The decision by the Supreme Court handed down yesterday allowing prayer at the opening of the meeting of a local government body seemed to me to illustrate how one misstep can lead to another.

I think I’ve written how I often pray before I participate in a meeting.  I want openness and space and to have things go as well as they can.  I don’t want my behavior to get in the way of that, and I include willingness and a request to get some help with that when I pray (privately) before I participate in a meeting.

At a meeting that is avowedly focused on things spiritual and that opens with a group prayer, I can often feel the atmosphere change for the better during the prayer, especially if it goes on long enough and catches a current; I notice openness, peacefulness, calm, good will, relaxing of faces and postures.  So I do like group prayer.  (I wish I got more of it — I find it is too often accompanied by other stuff, stuff which I don’t want.)

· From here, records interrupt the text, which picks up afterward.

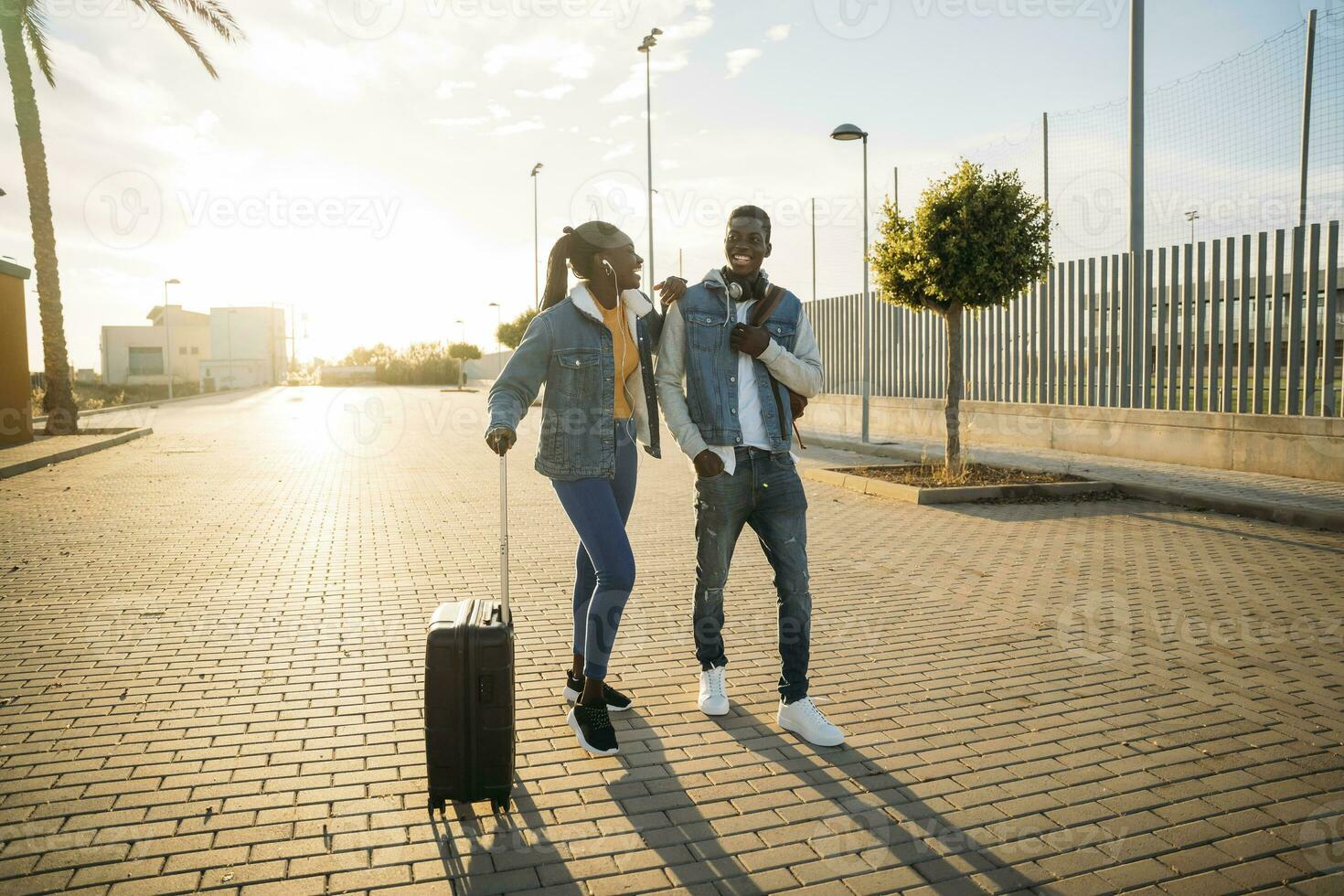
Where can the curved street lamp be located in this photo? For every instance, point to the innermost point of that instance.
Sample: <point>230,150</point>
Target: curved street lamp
<point>168,329</point>
<point>537,246</point>
<point>852,132</point>
<point>646,48</point>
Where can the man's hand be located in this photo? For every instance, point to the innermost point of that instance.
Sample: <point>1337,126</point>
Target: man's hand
<point>748,338</point>
<point>669,291</point>
<point>500,440</point>
<point>707,464</point>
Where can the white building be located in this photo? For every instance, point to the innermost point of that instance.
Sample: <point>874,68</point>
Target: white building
<point>246,348</point>
<point>226,348</point>
<point>140,355</point>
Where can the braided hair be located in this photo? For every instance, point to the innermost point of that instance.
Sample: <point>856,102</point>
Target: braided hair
<point>577,249</point>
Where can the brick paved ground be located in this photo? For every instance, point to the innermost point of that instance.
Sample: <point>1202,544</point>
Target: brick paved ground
<point>211,680</point>
<point>1313,495</point>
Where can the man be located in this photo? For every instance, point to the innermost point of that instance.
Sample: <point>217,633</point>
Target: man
<point>732,420</point>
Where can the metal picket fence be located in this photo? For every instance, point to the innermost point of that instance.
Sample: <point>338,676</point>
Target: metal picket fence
<point>1246,325</point>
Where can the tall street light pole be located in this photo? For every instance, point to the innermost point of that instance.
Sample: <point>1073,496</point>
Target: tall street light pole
<point>854,132</point>
<point>461,361</point>
<point>646,48</point>
<point>168,329</point>
<point>499,347</point>
<point>537,245</point>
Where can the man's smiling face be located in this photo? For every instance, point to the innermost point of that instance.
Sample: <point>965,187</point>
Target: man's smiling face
<point>746,246</point>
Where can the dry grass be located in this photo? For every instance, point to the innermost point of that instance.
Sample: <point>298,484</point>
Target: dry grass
<point>932,475</point>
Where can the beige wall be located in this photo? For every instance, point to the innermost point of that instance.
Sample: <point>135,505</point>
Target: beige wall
<point>15,389</point>
<point>186,367</point>
<point>1308,448</point>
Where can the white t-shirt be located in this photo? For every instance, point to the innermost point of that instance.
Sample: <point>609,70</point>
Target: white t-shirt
<point>749,402</point>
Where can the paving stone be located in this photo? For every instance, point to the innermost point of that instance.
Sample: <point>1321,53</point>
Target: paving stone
<point>1046,710</point>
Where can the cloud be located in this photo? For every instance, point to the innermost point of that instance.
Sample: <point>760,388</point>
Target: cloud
<point>520,126</point>
<point>740,59</point>
<point>449,88</point>
<point>568,58</point>
<point>697,27</point>
<point>459,123</point>
<point>549,93</point>
<point>634,83</point>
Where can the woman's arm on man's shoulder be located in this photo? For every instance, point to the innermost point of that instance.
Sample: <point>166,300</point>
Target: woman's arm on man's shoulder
<point>522,378</point>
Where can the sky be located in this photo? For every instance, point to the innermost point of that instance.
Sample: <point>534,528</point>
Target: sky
<point>368,162</point>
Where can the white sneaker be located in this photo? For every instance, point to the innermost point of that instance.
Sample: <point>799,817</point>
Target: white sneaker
<point>804,719</point>
<point>714,692</point>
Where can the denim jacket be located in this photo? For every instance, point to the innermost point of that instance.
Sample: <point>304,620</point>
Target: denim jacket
<point>569,348</point>
<point>695,348</point>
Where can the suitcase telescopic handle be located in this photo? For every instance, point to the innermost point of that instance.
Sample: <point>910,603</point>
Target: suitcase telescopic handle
<point>506,614</point>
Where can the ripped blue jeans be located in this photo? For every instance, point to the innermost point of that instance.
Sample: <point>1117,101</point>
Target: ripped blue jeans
<point>765,493</point>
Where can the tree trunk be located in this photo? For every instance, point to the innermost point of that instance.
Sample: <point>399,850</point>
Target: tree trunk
<point>58,402</point>
<point>953,384</point>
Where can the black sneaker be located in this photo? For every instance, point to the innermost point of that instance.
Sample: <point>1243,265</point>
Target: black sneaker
<point>593,727</point>
<point>615,701</point>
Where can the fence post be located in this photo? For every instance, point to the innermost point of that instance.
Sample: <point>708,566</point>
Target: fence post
<point>1307,114</point>
<point>1313,286</point>
<point>1090,348</point>
<point>1229,280</point>
<point>1200,314</point>
<point>1146,344</point>
<point>1263,344</point>
<point>1124,328</point>
<point>1275,326</point>
<point>1332,249</point>
<point>1215,295</point>
<point>1160,397</point>
<point>1295,324</point>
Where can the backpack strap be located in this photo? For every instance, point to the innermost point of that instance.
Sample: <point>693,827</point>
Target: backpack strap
<point>760,315</point>
<point>763,311</point>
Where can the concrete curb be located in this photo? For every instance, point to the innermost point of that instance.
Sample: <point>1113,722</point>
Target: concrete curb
<point>963,495</point>
<point>165,400</point>
<point>114,437</point>
<point>1179,496</point>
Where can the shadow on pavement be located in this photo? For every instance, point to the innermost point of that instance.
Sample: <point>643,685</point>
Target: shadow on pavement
<point>515,840</point>
<point>711,863</point>
<point>877,827</point>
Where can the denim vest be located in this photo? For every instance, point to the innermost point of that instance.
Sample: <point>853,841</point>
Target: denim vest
<point>571,349</point>
<point>711,366</point>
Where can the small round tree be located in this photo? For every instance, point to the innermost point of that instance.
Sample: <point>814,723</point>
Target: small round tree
<point>975,242</point>
<point>511,332</point>
<point>463,352</point>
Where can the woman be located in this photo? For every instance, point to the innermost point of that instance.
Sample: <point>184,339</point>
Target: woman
<point>593,348</point>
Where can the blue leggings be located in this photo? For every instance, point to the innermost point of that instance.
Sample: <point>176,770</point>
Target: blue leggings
<point>603,567</point>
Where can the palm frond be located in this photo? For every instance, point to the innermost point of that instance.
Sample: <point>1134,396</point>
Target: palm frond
<point>215,15</point>
<point>34,23</point>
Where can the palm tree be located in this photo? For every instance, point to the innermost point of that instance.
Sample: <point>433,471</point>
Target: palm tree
<point>26,22</point>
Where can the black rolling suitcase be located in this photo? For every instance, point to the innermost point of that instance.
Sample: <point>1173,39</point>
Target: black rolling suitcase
<point>469,692</point>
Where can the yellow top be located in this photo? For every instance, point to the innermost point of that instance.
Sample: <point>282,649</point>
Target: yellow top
<point>625,352</point>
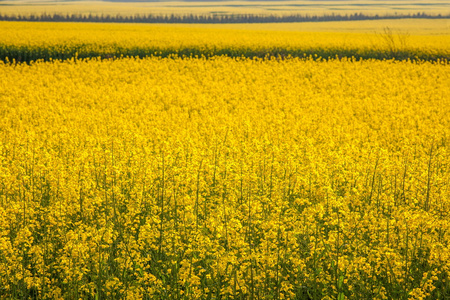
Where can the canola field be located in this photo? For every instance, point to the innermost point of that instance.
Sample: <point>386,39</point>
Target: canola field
<point>224,178</point>
<point>400,39</point>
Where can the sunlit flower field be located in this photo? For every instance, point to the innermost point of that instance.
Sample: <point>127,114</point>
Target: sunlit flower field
<point>225,178</point>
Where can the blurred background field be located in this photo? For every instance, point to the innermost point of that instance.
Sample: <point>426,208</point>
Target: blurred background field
<point>225,7</point>
<point>420,39</point>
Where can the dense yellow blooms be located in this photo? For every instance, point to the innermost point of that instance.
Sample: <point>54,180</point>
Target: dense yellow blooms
<point>31,41</point>
<point>224,178</point>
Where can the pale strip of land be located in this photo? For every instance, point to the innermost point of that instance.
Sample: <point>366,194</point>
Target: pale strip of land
<point>310,7</point>
<point>398,26</point>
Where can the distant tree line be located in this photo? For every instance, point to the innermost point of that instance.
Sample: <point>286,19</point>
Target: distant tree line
<point>210,18</point>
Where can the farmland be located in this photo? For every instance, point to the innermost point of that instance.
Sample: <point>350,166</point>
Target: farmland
<point>400,39</point>
<point>197,162</point>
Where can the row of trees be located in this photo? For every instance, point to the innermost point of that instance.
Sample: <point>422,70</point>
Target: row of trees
<point>211,18</point>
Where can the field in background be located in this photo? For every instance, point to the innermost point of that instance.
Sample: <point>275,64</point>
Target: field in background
<point>225,178</point>
<point>226,7</point>
<point>212,164</point>
<point>414,39</point>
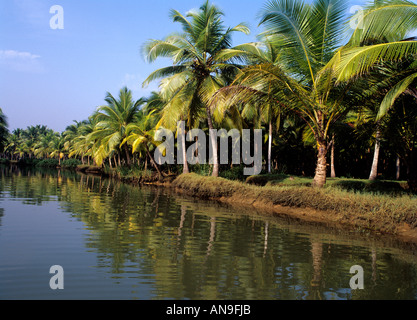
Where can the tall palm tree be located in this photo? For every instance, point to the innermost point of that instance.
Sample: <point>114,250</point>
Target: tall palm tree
<point>112,121</point>
<point>198,70</point>
<point>307,35</point>
<point>256,53</point>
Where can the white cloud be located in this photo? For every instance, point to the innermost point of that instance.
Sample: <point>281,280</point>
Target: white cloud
<point>20,61</point>
<point>134,83</point>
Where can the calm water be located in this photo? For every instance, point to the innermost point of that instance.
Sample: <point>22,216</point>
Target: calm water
<point>117,241</point>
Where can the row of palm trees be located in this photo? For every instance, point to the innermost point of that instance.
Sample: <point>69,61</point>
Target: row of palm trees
<point>307,67</point>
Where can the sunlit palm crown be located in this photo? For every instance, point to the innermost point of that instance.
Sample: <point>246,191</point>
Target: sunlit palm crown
<point>198,69</point>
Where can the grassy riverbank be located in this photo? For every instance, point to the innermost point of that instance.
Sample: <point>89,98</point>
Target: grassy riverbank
<point>364,211</point>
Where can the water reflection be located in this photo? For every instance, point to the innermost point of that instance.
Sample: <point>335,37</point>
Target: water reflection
<point>179,247</point>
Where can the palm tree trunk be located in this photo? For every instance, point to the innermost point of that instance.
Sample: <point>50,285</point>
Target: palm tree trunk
<point>332,169</point>
<point>397,168</point>
<point>185,168</point>
<point>213,139</point>
<point>321,166</point>
<point>127,154</point>
<point>269,146</point>
<point>374,169</point>
<point>154,163</point>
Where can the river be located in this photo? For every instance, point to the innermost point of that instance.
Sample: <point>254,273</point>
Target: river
<point>120,241</point>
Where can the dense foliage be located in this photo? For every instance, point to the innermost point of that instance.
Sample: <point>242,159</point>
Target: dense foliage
<point>330,100</point>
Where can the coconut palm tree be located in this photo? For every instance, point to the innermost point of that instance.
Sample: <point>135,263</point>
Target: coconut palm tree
<point>140,136</point>
<point>3,131</point>
<point>307,35</point>
<point>198,70</point>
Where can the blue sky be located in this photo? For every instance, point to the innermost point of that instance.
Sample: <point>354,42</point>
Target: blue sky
<point>54,76</point>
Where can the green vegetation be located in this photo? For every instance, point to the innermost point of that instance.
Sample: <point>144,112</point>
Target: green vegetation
<point>364,210</point>
<point>319,100</point>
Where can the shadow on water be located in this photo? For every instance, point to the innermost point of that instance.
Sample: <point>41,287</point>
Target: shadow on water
<point>180,247</point>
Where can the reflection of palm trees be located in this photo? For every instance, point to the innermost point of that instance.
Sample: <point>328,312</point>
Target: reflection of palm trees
<point>266,238</point>
<point>212,235</point>
<point>317,254</point>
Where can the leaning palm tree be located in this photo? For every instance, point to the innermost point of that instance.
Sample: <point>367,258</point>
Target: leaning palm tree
<point>57,147</point>
<point>112,121</point>
<point>307,35</point>
<point>382,35</point>
<point>3,130</point>
<point>198,70</point>
<point>140,135</point>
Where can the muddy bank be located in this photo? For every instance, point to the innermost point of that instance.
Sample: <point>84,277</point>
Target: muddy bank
<point>362,213</point>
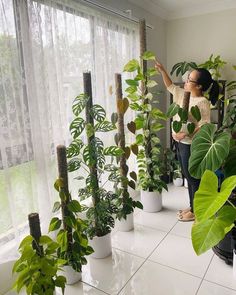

But prayer is supposed to serve the greater good, and in a public meeting not about things spiritual, insisting on “prayer” when some people find it unwelcome sounds to me at best ineffective and at worst a reflection that it isn’t a prayer that is being invoked.

So now we’ve put the matter of such behavior before the Supreme Court, and have precipitated a judicial imprimatur for prayer of the foisted variety.

In my opinion, we have veered off and lost the trail.  To me, though, it started with the notion of what a prayer is and isn’t — I think that’s where we first misstepped.